Un vers dont vous êtes particulièrement fier ?
"Rayons mêlés, et couleurs éprises, étoiles qui sous la voûte céleste se courtisent". C’est un vers du poème "Un vieux Tapis-Tibet", que j’ai réussi à faire rimer.
Est-ce que vous avez pu collaborer avec d’autres traducteurs pour leur demander des suggestions ?
J’ai essentiellement travaillé seul. C’est un travail de solitude face à la langue. J’ai aussi été aidé par mon amie traductrice, Franziska Baur.
"La traduction est à cette frontière indécidable entre le traduisible et l’intraduisible."
Comment décide-t-on quelle traduction est la meilleure lorsqu’on a plusieurs options possibles ?
On ressasse. On y pense pendant les semaines entières, on relit les poèmes à haute voix, et quelquefois aussi il y a des illuminations, qui paraissent comme des évidences. Derrida, dans Des tours de Babel, écrit que "Rien n’est jamais intraduisible et rien n’est jamais traduisible".
Est-ce que vous êtes d’accord avec cette réflexion ? Est-ce que vous pourriez nous citer des passages du recueil qui relèvent de l’intraduisible ?

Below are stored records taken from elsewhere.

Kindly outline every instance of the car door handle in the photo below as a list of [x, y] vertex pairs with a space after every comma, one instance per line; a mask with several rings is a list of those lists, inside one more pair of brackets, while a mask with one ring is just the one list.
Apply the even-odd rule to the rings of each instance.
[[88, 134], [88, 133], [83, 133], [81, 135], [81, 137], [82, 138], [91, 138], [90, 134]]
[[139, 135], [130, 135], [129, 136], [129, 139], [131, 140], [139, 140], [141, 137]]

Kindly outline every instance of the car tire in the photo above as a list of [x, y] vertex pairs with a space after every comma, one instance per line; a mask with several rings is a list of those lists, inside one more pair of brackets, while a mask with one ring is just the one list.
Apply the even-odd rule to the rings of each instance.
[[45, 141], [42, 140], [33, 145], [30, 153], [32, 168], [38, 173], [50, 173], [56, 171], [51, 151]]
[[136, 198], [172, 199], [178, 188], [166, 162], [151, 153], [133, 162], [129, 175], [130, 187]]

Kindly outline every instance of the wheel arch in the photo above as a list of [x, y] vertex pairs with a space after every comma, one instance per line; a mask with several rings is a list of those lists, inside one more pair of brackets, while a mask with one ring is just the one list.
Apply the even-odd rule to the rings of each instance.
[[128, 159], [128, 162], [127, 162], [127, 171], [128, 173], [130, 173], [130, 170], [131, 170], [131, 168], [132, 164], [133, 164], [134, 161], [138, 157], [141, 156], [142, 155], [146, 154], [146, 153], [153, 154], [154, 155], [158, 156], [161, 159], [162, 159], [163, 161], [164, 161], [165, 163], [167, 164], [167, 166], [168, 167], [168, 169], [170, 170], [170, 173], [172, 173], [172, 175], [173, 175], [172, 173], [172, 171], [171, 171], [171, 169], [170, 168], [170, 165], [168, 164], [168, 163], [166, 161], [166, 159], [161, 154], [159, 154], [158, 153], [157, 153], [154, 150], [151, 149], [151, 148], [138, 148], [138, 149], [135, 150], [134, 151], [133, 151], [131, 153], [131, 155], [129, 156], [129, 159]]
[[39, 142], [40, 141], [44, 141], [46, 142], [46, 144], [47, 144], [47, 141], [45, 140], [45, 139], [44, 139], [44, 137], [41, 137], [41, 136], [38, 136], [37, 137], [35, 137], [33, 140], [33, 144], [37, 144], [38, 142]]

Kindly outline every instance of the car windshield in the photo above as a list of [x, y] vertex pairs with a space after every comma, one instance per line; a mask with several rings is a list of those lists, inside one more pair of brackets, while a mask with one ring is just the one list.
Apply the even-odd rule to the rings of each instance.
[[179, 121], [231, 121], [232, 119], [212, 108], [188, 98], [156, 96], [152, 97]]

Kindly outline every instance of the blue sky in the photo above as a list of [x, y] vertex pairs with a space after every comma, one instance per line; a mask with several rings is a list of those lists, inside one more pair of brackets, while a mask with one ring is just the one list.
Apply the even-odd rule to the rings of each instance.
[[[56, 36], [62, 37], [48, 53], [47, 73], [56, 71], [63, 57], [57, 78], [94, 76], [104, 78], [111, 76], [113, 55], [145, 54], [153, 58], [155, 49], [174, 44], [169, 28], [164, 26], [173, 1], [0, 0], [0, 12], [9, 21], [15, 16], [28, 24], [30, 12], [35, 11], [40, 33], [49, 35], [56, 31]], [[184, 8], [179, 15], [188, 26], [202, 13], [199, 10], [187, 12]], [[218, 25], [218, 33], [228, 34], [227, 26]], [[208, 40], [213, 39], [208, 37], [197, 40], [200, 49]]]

C’est marrant de parler de Derrida car il m’a beaucoup influencé dans mon envie de traduire. Je n’ai lu aucun ouvrage de traductologie, mais le rapport de Derrida à la traduction m’a beaucoup marqué. La traduction se situe au niveau de cette brèche : si on se dit que tout est intraduisible. La traduction est à cette frontière indécidable entre le traduisible et l’intraduisible. Si tu dis que tout est traduisible on perd l’intention de l’autre, le contexte et si tu dis que rien n’est traduisible, tu restes chez toi et tu ne commences jamais. Dans "Et je cherche dieu", "L’aube m’effraie". Cela relève de l’intraduisible. Die Frühe c’est l’aube, mais Früh ça vaut aussi dire "tôt". Donc c’est intraduisible.
En commentaire du recueil, vous avez écrit : "Ce ne sont pas des poèmes, mais des chants, voire des cantiques". Pouvez-vous nous en dire plus sur la spiritualité et peut-être la mystique présente chez Else Lasker-Schüler ? Est-ce une poésie religieuse selon vous ?
C’est une mystique qui est symptomatique d’un arrière-plan biographique particulier. Elle est petite fille de rabbin, elle fait partie d’une famille juive complément assimilée, elle découvre la Bible tardivement, à l’école, elle le découvre comme un livre de poésie. Il y a le contexte du sionisme, de la revendication de l’État juif au début du XXe siècle, elle se revendique comme une poétesse juive. Elle dit : "Je suis juive, grâce à Dieu". Mais en même temps, son Dieu est privé de toute incarnation. Elle a un rapport très désacralisé de la religion : elle ne veut pas écrire ni apprendre l’hébreu, elle dit que ses poèmes sont "bien assez juifs en allemand", quand elle arrive à Jérusalem après l’arrivée d’Hitler au pouvoir. Reste un ancrage à quelque chose qui nous dépasse complètement. Mais il peut être incarné par le bien-aimé, qui peut être Dieu ou un amant.
Pour finir, avez-vous des projets à venir en traduction ?
Je suis en train de traduire d’autres recueils de Else Lasker-Schüler.
"Mes Merveilles", d'Else Lasker-Schüler, traduit par Guillaume Deswarte, aux éditions Héros-Limite.